Alright. I have to say something. Will someone please wake up Germaine Greer? She'll want to write some liberal flag waving anti-videogame essay on The Godfather 2. Seriously though, I've never committed so much random violence against so many women in a game before. I never thought I'd even write that sentence. But I have now.
Every side-quest in this game seems to revolve around punishing a women for sleeping around or casually backstabbing a fellow 'sister' for not treating her man right.
Does it make it right that you can slap a girl about the chops and throw her through a glass display case to James Brown's It's A Man's Man's Man's World?
Swim with the fishes
One thing is certain; EA is trying hard to bring the world of gangsters, crime rings and criminality, in all its violent forms, to The Godfather 2. Battering a woman (and the occasional man) will result in favours that can then be called in - usually to find the weak spot of a rival Family's Made Man. Killing him using this knowledge, for example burning a Made Man to death rather than shooting him, will permanently send him to the fishes; get it wrong and he'll simply be out of action for a number of game days.

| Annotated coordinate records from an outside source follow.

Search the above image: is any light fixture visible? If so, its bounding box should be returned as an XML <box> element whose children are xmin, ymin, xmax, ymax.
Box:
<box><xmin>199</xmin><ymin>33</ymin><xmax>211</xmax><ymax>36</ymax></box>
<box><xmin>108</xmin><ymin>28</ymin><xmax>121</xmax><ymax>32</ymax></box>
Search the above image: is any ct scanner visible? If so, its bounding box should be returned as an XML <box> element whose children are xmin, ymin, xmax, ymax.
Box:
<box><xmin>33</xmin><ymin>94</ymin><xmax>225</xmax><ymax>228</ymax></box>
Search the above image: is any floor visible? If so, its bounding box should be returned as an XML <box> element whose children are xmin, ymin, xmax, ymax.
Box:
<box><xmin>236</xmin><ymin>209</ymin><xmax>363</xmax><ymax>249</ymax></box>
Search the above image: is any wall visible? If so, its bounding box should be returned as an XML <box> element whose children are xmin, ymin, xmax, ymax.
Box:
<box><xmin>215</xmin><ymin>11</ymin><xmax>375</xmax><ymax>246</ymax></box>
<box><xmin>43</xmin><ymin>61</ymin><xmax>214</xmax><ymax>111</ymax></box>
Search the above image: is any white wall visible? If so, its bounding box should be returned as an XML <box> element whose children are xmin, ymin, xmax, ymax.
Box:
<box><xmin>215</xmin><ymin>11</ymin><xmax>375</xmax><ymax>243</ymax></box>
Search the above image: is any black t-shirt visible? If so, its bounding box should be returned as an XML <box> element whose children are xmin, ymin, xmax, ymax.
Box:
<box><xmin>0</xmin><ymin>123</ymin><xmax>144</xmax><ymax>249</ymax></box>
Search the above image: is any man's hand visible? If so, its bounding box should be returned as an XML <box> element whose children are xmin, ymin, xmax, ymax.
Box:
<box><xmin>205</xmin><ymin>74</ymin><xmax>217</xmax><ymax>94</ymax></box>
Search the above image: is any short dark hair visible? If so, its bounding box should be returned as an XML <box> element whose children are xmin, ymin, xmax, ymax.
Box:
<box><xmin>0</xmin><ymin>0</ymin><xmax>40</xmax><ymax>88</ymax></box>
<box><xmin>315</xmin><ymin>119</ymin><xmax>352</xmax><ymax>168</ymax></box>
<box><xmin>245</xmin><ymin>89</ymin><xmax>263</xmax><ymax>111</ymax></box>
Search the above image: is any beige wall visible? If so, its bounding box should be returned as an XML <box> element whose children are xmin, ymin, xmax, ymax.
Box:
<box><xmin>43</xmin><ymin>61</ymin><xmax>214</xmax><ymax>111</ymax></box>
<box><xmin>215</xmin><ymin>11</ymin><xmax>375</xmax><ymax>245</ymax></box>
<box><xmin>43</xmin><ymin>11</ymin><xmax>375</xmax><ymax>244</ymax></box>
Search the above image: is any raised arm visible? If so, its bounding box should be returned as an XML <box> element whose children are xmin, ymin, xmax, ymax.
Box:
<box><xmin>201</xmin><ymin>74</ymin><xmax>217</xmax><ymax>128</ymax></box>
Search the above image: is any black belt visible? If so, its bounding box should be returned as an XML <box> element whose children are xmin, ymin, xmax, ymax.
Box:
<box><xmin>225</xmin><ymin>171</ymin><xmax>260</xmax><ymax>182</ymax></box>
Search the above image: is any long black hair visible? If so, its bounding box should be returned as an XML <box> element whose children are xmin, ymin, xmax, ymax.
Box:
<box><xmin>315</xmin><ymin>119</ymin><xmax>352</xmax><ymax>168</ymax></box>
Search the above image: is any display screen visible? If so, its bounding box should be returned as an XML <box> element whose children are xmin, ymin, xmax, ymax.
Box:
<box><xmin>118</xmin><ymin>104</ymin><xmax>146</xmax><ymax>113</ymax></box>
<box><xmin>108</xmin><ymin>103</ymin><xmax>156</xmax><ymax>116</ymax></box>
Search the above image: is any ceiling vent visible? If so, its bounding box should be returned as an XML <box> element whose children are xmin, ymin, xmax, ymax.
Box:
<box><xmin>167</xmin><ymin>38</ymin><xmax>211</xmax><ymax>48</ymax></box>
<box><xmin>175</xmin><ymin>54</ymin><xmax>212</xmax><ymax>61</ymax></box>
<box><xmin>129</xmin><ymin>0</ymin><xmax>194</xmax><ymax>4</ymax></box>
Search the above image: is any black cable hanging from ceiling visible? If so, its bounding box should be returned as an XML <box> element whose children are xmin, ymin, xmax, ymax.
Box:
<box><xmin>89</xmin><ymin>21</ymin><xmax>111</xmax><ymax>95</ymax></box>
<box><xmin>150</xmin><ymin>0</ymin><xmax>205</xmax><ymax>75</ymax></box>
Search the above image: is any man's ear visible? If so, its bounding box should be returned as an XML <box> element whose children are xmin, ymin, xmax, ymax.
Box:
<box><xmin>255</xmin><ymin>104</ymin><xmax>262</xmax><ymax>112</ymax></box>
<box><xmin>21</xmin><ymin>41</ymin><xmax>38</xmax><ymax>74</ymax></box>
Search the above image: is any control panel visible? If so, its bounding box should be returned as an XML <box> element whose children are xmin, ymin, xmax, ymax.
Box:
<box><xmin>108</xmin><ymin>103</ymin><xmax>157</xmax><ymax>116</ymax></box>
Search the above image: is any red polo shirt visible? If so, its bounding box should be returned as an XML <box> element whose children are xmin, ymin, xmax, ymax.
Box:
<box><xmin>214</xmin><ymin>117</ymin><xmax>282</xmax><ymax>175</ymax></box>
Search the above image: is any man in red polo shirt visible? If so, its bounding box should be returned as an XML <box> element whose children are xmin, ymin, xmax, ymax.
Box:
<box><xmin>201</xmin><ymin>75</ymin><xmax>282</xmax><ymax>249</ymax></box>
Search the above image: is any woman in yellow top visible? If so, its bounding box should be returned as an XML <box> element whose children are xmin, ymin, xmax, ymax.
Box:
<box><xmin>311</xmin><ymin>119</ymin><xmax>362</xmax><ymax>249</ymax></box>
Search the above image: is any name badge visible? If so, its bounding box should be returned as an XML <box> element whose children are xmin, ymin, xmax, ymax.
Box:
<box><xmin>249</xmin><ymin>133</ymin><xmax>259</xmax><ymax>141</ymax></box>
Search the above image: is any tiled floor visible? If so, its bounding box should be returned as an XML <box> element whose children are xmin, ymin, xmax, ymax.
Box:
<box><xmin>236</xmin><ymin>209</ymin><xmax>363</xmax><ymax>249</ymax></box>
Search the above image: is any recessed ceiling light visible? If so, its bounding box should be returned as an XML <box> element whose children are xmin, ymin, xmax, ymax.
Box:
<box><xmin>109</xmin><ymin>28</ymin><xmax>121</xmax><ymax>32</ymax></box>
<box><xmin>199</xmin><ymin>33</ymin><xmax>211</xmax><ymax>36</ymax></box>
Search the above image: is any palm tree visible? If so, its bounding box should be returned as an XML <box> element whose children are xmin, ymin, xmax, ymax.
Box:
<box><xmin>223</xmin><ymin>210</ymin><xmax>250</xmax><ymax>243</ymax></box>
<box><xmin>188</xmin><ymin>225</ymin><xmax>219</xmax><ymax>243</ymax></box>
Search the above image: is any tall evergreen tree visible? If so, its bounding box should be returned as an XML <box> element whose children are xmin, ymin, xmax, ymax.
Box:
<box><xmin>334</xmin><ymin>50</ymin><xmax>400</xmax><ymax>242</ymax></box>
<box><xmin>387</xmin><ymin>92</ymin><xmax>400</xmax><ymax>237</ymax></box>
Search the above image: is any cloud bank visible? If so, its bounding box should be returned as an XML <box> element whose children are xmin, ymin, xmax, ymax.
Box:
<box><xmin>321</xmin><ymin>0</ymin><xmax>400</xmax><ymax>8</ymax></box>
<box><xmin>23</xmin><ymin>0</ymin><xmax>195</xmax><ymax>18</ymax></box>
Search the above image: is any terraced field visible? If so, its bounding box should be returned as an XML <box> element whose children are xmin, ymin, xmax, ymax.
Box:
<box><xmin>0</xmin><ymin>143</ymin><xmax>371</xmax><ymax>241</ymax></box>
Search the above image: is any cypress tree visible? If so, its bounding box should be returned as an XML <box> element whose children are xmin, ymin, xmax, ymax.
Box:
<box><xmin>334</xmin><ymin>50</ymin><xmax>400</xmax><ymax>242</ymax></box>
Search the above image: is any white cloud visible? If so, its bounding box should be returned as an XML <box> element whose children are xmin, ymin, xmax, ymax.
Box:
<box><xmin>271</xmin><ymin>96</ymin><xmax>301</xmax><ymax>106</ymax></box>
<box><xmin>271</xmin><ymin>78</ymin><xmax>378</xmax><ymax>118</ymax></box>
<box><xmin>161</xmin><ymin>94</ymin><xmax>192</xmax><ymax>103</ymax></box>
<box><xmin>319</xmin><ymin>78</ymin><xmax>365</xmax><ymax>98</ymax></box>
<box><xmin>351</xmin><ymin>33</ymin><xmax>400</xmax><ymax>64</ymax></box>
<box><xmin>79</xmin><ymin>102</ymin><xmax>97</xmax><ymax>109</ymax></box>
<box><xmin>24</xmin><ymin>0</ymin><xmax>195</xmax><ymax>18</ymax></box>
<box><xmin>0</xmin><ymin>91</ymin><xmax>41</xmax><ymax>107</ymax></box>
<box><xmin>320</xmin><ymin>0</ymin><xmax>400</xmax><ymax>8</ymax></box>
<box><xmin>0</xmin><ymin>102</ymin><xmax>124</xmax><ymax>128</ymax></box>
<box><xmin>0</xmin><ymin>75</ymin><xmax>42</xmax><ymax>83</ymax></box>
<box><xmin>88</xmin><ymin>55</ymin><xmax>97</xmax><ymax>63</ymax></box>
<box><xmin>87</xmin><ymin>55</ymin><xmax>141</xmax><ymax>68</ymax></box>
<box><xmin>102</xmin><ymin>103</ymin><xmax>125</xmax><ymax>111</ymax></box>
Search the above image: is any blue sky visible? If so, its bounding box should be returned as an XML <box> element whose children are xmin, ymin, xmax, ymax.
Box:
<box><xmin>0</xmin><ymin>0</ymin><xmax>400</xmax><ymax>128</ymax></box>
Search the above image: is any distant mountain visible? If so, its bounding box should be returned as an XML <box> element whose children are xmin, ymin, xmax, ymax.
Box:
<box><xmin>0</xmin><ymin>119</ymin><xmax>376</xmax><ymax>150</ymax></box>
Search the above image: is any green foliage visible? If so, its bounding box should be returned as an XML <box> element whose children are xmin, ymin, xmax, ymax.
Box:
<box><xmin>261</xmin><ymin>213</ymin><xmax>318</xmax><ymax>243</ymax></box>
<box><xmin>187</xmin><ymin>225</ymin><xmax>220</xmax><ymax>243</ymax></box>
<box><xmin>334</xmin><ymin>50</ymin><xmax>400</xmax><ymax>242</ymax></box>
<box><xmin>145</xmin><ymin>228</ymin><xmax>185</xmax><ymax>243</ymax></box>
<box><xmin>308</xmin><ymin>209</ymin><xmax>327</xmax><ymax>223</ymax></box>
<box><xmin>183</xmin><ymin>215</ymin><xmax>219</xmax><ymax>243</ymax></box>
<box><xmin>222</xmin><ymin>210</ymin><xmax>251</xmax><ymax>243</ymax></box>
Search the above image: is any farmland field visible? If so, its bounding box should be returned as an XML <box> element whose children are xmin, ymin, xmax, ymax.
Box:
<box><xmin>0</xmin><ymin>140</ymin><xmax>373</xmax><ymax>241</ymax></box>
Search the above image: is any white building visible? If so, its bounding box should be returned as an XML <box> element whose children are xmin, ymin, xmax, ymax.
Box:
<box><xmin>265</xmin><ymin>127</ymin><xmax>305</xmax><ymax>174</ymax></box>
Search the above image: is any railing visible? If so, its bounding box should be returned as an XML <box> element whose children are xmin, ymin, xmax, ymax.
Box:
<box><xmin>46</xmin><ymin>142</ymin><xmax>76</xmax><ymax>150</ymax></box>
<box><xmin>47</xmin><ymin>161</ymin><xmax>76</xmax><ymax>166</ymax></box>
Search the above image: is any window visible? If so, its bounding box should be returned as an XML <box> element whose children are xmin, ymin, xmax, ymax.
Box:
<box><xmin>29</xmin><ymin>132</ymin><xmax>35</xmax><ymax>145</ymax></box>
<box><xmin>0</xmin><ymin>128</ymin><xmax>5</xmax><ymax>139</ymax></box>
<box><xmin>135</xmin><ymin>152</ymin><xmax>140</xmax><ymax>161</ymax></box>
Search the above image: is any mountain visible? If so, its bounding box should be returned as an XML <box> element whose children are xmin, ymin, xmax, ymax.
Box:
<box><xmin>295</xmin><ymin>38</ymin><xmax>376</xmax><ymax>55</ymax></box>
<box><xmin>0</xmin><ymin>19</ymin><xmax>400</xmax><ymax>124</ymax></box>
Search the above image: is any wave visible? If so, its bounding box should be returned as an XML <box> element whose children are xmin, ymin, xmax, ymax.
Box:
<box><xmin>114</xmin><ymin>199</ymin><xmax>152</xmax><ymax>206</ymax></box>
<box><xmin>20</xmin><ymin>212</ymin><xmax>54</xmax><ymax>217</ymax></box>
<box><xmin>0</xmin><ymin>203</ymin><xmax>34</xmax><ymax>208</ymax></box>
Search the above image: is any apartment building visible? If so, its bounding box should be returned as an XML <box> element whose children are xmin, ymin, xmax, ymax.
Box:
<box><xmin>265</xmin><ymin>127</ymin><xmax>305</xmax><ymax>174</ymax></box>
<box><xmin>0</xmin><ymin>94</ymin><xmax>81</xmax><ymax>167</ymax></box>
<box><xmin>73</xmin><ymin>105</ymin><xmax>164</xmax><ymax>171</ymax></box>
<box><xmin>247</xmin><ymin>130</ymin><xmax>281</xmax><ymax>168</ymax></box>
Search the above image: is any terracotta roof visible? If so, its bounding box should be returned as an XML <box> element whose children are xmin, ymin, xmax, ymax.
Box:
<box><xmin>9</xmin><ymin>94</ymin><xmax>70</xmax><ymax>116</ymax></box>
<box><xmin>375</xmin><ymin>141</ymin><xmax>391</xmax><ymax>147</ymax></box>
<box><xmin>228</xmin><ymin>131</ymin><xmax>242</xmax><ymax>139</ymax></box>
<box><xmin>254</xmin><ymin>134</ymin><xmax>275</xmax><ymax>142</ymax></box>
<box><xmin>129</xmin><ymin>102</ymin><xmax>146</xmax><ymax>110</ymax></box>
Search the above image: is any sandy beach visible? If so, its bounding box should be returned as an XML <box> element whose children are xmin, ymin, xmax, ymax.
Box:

Why the need to extort favours? Why kill, rather than injure a Made Man? What's the deal with 'game days'? This was supposed to be a GTA rip-off, right? Well, though The Godfather 2 has the veneer of a GTA clone, and it does feature the same free-roaming cities, third-person gunplay and exploration of a GTA title, there's a simple, yet effective, strategy game buried beneath the GTA pretensions that constantly forces your hand.
The aim is to feel like a Don. The Godfather 2 is not about being a thug for hire who wants to sort out his reckless cousin or brother. This isn't GTA. You're here to build a criminal empire, to start on the streets and take over a city building-by-building; business by business... often by slapping a girl around the face.
The story is inspired by The Godfather 2 film, but not based on it, so there are many key events missing, such as Vito Corleone's flashbacks to life in Sicily (though these will likely be available as online maps, along with Las Vegas).
In this sense, and like the first Godfather game, you don't play a character from the films but a new guy, Dominic, a Capo for Aldo, the hero of the first game, who dies in the prologue and leaves his Family in your hands to rebuild.
Though you can play the game in the usual on-the-streets GTA view, there's a 3D map interface EA is handily calling the Don's Eye View. From here you can get an overview of each city's whole map, see what businesses you own, what you don't, how many men you have guarding a building, or conversely, the weaknesses of your rivals.
You can also access deeper options that enable you to spend money earned from your businesses on developing other characters in your Family. Spending money on specialist skills, Black Hand attacks or basic health increases will ensure that a character is more important and is able to turn a fight your way, if needed. Either taking these guys on a job in your three-man crew or placing them on vital businesses to defend from a takeover could quickly turn the game to your advantage. You never know when they'll come in handy.
It's these deeper options that help The Godfather 2 play differently to the likes of GTA and Saints Row 2. Success here isn't just about playing out the scripted story missions, but tinkering with your Family, building crime syndicates and forging or dismantling alliances with other Families.